The solution is to encapsulate what you've done as a function definition.   This solves all three of our problems:

In [1]:
print("Hi\nthere!")

Hi
there!


In [None]:
with open(filename, 'r') as filehandle:
    words = filehandle.read().split()

In [None]:
import sys
import re



def find_cap_words(filename):
    cap_words = set()
    with open(filename, 'r') as filehandle:
        ## Loop through each line and in each line loop
        ## through each word
        for line in filehandle:
            line_list = line.split()
            for word in line_list:
                if word.istitle():
                    cap_words.add(word)
    return cap_words

`filename` is our input, `cap_words` is our output (what is **returned**).  What's different from use to use is the exact value of `filename`.  What the code depends on is also the exact value of `filename`.  Moreover suppose we want there to be another optional dependency (a directory).  Now the code would look like this:

In [None]:
import os.path
def find_cap_words(filename, dirname = None):
    cap_words = set()
    if dirname is not None:
        filename = os.path.join(dirname, filename)
    with open(filename, 'r') as filehandle:
        ## Loop through each line and in each line loop
        ## through each word
        for line in filehandle:
            line_list = line.split()
            for word in line_list:
                if word.istitle():
                    cap_words.add(word)
    return cap_words

The `dirname` is made optional by putting `= None` after it.  That supplies a default value.  If we haven't been given a `dirname` then we set it to `None`.  As the code says, we only use `dirname` if `dirname is not None`. 
So here's an  example of **calling** (using) the function on one file.

In [2]:

cap_words = find_cap_words('pride_and_prejudice.txt')
print(len(cap_words), list(cap_words)[:100])
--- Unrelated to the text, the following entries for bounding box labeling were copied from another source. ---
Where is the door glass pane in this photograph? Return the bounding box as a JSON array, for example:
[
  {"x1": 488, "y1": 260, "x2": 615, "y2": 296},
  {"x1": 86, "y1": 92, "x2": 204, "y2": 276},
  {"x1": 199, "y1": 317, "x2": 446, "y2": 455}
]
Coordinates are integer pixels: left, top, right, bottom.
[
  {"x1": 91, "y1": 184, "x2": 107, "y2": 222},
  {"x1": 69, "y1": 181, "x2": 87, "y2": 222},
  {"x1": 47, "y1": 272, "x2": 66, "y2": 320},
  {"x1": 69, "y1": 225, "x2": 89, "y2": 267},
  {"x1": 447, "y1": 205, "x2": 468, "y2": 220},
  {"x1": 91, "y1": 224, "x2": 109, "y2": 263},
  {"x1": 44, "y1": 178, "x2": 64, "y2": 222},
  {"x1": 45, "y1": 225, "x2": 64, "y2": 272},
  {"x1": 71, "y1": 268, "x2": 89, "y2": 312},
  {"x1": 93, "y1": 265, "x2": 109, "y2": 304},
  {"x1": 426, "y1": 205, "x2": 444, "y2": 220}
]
1204 ['Darcy!', '"Can', '[Last', 'Domain', 'Many', 'Hunsford,', 'Darcy,', 'Make', 'Darcy.', '"Another', 'Hunsford.', '"Mamma,"', 'Lodge', 'Darcy;', 'Pride', 'Darcy?', 'Tuesday.', 'Tuesday,', '"Neglect!', 'Importance', 'Bath;', 'Dr.', '"Why,', '"So', 'Tuesday;', 'Long.', 'Words', '_His_', 'Not', 'Believe', '"Except,"', 'Day', 'Nor', '"None', 'Carter,', 'Recovering', '"Nay,"', 'Mrs.', 'Gouldings', "'Lady", 'Yet', 'Militia', '"Some', '"Information', 'Volunteers', 'Where', 'Netherfield?"', 'Sarah,', '"That', 'Charlotte', 'Harringtons', '1.F.3.', 'Pope', '1.F.3,', 'Mary,"', 'Vain', 'Wickham;', 'Wickham!', 'Eastbourne', 'Does', 'Imprudent', 'Unless', 'Tuesday', 'Breakfast', '"Certainly,"', 'Wickham,', 'George', 'Author:', 'Take', 'There,', 'Jane!"', '"Indeed,', '"Engaged', 'And,', 'Date:', '"Bingley."', '"Did', 'Long', 'Pleased', '"Certainly,', 'Annesley', 'Only', '"Nonsense,', "'This", 'Stupid', 'South.', 'Jane', 'Collins', 'General', 'Wilfully', 'Hertfordshire."', 'Kitty,"', 'Collins."', '

And here we are using it on another file.  See?  Quite easy to see the differences.

In [None]:
cap_words = find_cap_words('emma.txt')
print(len(cap_words), list(cap_words)[:100])

## Takeaways

So here's the new plan, now that we know about functions.  Write the code once encapsulated as a function.
Reuse it as many times as you like varying the **arguments** of the function  (the part that changes from use to use, the information the code explicitly depends on): in this case what changes is the `filename` value.  In one case it's `"pride_and_prejudice.txt"`.  In another it's `"emma.txt"`.

## Parameters and Return values (input/output)

We tackle the problem of saving our results to a file, so that they can be retrieved later without going through the entire text they came from.  Here's the idea:

In [3]:
filename = 'pride_and_prejudice.txt'
new_filename = filename[:-4] + '_names.txt'

with open(new_filename, 'w') as ofh:
     for w in cap_words:
         print(w, file=ofh)

Look at this code carefully.  What names need to be predefined in order for the cell above to work?  It's trickier this time.  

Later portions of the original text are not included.